Building California WARN Pipeline
The Problem Nobody Solved Well
The California WARN Act requires companies to notify the state 60 days before mass layoffs. This data is public — but it's locked behind a government Excel file that updates sporadically, has no API, and is formatted for bureaucrats, not engineers.
The existing "solutions" were news articles written after the fact. I wanted early warning — before it made headlines.
The Architecture Decision
The key insight was ETag caching. Instead of naively downloading the file on every run, I check the server's ETag header first. If it hasn't changed, we skip the full download.
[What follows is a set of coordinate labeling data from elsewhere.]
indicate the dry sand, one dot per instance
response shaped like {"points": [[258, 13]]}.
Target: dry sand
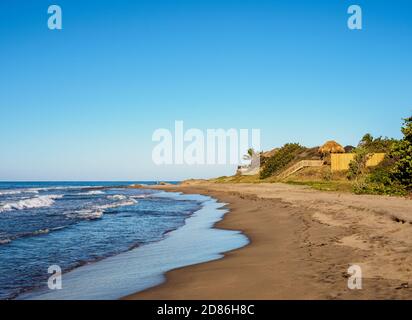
{"points": [[302, 243]]}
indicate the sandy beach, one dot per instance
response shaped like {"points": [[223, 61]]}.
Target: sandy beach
{"points": [[302, 242]]}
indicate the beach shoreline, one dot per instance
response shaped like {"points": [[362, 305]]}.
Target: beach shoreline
{"points": [[302, 242]]}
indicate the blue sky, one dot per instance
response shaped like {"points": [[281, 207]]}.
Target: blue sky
{"points": [[82, 103]]}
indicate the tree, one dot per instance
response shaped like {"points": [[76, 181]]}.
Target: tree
{"points": [[402, 153]]}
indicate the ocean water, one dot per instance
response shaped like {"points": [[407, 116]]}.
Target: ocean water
{"points": [[78, 224]]}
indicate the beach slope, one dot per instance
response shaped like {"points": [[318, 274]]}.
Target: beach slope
{"points": [[302, 243]]}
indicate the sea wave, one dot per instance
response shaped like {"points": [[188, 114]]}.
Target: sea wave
{"points": [[89, 214], [90, 193], [123, 202], [29, 203], [18, 191]]}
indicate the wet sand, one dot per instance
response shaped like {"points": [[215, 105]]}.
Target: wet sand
{"points": [[302, 242]]}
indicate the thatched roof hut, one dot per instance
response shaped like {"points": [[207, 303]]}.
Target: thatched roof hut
{"points": [[331, 147]]}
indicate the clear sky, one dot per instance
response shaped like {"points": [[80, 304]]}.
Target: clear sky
{"points": [[82, 103]]}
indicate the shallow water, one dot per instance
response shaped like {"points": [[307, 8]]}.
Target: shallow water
{"points": [[143, 267], [72, 224]]}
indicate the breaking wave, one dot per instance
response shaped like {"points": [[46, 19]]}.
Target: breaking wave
{"points": [[37, 202]]}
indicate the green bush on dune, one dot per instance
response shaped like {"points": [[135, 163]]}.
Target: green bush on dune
{"points": [[283, 157], [394, 175]]}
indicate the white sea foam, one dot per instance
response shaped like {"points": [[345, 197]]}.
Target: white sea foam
{"points": [[122, 203], [19, 191], [117, 197], [4, 241], [90, 193], [28, 203], [90, 214]]}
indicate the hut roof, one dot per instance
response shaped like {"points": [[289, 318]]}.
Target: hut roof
{"points": [[331, 147]]}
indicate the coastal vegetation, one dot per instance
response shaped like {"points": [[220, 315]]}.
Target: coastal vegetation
{"points": [[392, 176]]}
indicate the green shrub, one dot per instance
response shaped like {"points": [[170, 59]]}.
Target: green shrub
{"points": [[281, 159], [402, 155]]}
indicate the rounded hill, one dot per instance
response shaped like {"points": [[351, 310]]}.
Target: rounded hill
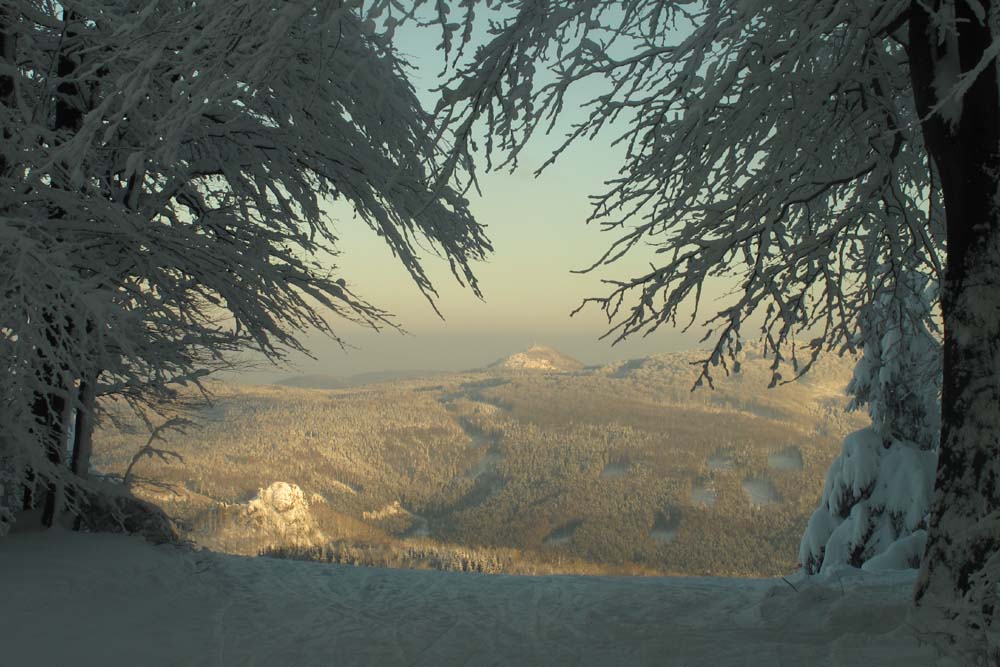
{"points": [[538, 358]]}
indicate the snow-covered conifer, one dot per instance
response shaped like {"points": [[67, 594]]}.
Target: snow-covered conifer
{"points": [[873, 512], [799, 149]]}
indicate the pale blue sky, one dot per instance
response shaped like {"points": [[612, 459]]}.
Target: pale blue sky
{"points": [[538, 232]]}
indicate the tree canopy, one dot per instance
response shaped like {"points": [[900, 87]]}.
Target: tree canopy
{"points": [[814, 153], [165, 182]]}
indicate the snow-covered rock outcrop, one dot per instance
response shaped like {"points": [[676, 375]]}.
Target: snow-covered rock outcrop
{"points": [[539, 358], [278, 515]]}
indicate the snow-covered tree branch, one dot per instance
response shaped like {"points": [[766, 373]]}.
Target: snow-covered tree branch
{"points": [[165, 182], [823, 155]]}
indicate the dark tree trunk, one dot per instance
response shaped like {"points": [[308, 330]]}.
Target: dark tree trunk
{"points": [[964, 142], [51, 410], [7, 55]]}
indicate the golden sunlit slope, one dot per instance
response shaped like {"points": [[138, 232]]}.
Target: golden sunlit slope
{"points": [[619, 468]]}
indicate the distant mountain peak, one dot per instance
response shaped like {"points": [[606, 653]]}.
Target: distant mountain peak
{"points": [[539, 358]]}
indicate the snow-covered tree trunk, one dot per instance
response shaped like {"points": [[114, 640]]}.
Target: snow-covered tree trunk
{"points": [[873, 512], [960, 567]]}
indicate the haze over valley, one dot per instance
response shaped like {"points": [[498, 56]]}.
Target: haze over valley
{"points": [[533, 464]]}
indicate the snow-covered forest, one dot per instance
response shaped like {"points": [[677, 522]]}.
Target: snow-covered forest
{"points": [[167, 168]]}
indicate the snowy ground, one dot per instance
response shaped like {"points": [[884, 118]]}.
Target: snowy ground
{"points": [[68, 598]]}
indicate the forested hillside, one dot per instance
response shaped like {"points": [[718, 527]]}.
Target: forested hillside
{"points": [[619, 468]]}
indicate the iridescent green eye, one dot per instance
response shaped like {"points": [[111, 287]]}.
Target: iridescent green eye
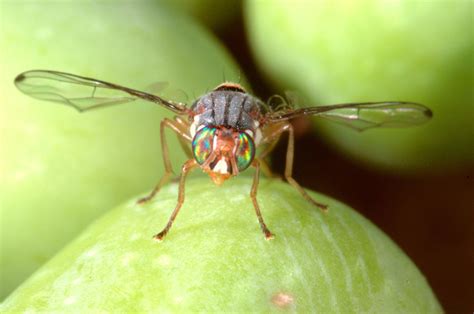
{"points": [[202, 144], [245, 151]]}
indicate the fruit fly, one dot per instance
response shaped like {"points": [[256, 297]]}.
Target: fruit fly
{"points": [[223, 127]]}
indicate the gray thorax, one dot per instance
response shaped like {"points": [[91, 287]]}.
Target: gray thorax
{"points": [[233, 109]]}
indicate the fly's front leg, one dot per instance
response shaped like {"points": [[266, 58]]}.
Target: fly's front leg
{"points": [[253, 196], [187, 167], [180, 129], [271, 136], [289, 169]]}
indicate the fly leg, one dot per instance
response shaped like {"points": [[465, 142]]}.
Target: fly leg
{"points": [[187, 167], [272, 135], [179, 127], [253, 196]]}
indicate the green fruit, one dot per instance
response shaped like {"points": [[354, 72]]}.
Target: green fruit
{"points": [[215, 14], [342, 51], [60, 169], [215, 259]]}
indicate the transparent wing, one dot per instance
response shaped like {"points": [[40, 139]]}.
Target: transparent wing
{"points": [[362, 116], [84, 93]]}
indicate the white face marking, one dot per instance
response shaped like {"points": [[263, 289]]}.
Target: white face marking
{"points": [[258, 137], [221, 166]]}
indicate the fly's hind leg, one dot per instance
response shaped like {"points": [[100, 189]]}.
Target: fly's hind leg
{"points": [[180, 128], [272, 135]]}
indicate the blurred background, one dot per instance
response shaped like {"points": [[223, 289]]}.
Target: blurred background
{"points": [[415, 184]]}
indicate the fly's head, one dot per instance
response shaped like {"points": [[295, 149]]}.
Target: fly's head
{"points": [[223, 152]]}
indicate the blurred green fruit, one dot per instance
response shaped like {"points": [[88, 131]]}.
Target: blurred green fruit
{"points": [[60, 169], [345, 51], [215, 259], [215, 14]]}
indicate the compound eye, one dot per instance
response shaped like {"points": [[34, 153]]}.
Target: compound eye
{"points": [[245, 151], [202, 144]]}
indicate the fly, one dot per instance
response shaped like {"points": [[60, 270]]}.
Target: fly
{"points": [[223, 128]]}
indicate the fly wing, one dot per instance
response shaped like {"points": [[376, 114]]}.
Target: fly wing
{"points": [[362, 116], [83, 93]]}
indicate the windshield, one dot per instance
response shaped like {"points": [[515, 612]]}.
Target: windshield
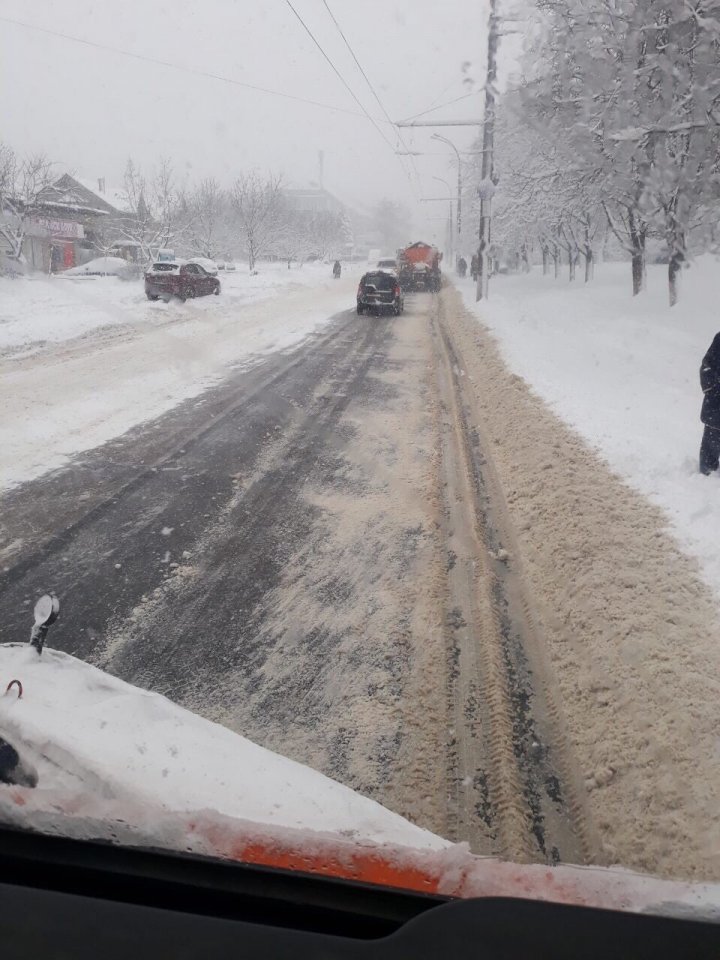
{"points": [[440, 566]]}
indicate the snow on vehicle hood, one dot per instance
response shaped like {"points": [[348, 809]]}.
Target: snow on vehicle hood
{"points": [[118, 763], [88, 734]]}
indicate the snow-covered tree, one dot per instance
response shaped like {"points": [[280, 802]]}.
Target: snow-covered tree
{"points": [[258, 210], [23, 182], [157, 214], [205, 209]]}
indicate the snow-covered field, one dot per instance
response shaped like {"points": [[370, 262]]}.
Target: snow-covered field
{"points": [[36, 309], [86, 359], [623, 372]]}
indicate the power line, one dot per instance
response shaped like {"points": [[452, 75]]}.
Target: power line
{"points": [[177, 66], [344, 82], [447, 103], [340, 76], [367, 80]]}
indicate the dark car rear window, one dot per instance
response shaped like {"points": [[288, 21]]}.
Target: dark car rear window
{"points": [[381, 281]]}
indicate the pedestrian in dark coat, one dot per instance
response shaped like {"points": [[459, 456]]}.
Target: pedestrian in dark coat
{"points": [[710, 414]]}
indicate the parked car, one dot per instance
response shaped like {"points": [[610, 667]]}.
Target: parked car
{"points": [[176, 278], [209, 266], [380, 290], [104, 267]]}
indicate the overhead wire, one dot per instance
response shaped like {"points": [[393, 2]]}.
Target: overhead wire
{"points": [[181, 67], [347, 86], [447, 103], [372, 89]]}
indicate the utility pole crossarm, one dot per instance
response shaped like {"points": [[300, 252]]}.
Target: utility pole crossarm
{"points": [[438, 123]]}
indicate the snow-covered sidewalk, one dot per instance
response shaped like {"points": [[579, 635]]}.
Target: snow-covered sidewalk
{"points": [[623, 372], [87, 359]]}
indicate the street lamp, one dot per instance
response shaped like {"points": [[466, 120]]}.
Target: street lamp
{"points": [[436, 136], [450, 242]]}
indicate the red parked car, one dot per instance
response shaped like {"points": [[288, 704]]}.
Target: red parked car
{"points": [[175, 278]]}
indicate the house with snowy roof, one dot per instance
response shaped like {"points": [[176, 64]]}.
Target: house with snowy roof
{"points": [[76, 220]]}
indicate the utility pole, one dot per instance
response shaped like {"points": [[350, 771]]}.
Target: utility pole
{"points": [[436, 136], [487, 185], [449, 241]]}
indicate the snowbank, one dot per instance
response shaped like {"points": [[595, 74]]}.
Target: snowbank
{"points": [[623, 372], [90, 734]]}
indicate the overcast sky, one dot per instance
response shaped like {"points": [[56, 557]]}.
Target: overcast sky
{"points": [[90, 108]]}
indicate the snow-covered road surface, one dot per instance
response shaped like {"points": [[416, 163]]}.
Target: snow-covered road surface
{"points": [[89, 358], [381, 555], [89, 735]]}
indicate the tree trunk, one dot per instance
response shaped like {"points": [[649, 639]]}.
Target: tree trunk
{"points": [[638, 269], [525, 259], [571, 266], [676, 246], [637, 240], [674, 268]]}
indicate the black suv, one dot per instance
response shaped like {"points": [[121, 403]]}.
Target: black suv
{"points": [[380, 290]]}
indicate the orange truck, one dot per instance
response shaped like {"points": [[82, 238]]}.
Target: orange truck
{"points": [[419, 267]]}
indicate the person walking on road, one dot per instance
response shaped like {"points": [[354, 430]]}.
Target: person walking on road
{"points": [[710, 414]]}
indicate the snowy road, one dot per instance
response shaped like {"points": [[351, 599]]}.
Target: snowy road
{"points": [[379, 555]]}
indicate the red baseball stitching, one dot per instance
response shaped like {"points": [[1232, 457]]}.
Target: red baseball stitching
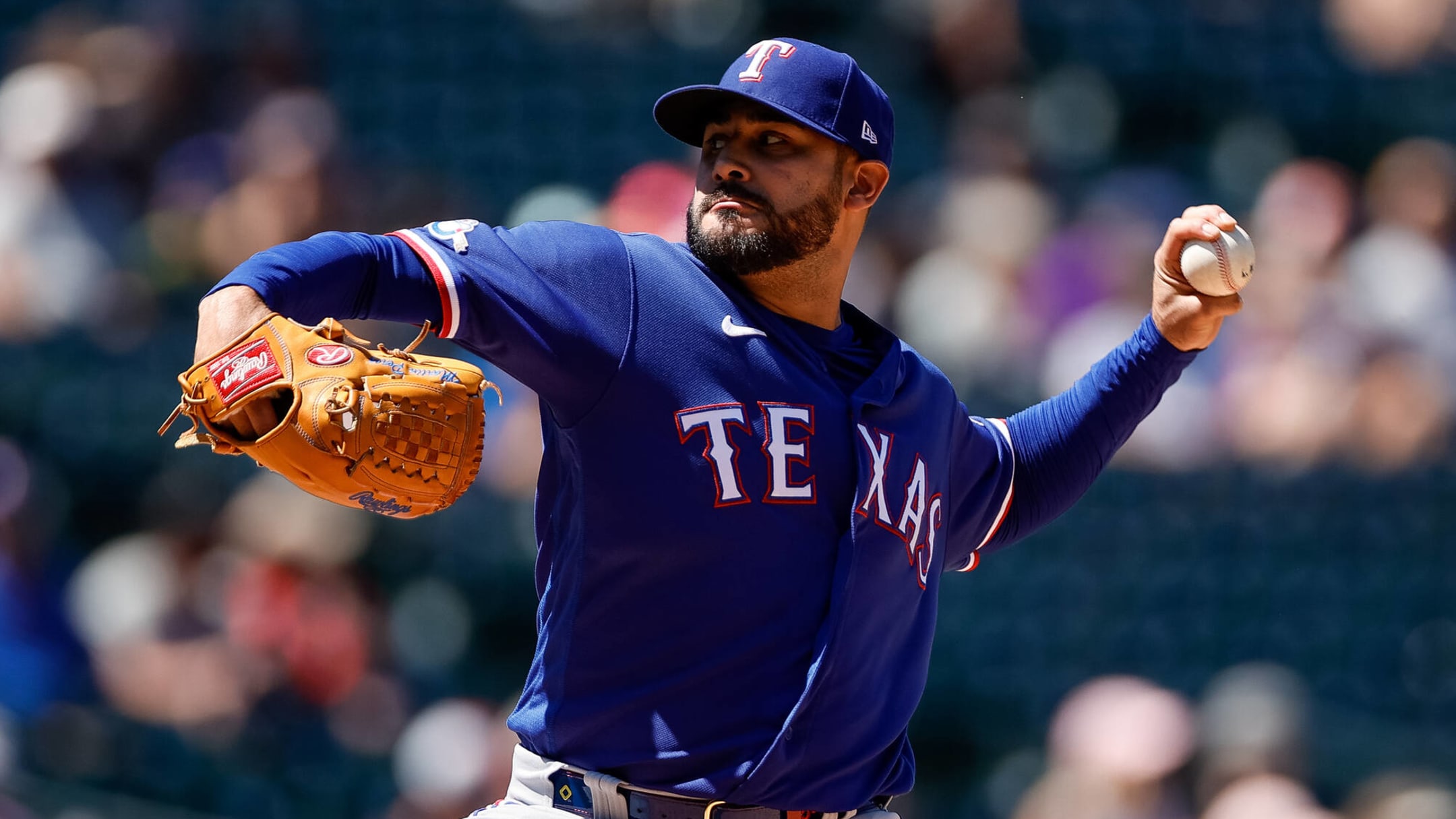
{"points": [[1223, 264]]}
This:
- ▪Reduces bandwidth by ~95% on unchanged runs
- ▪Makes the twice-daily GitHub Actions schedule sustainable
- ▪Adds MD5 hash verification as a second layer of integrity
def download_xlsx(force: bool = False):
"""Download WARN XLSX with ETag caching."""
meta = _load_meta()
headers = {"User-Agent": "WARNMonitor/2.0"}
if not force and meta.get("etag"):
headers["If-None-Match"] = meta["etag"]
resp = requests.get(WARN_XLSX_URL, headers=headers)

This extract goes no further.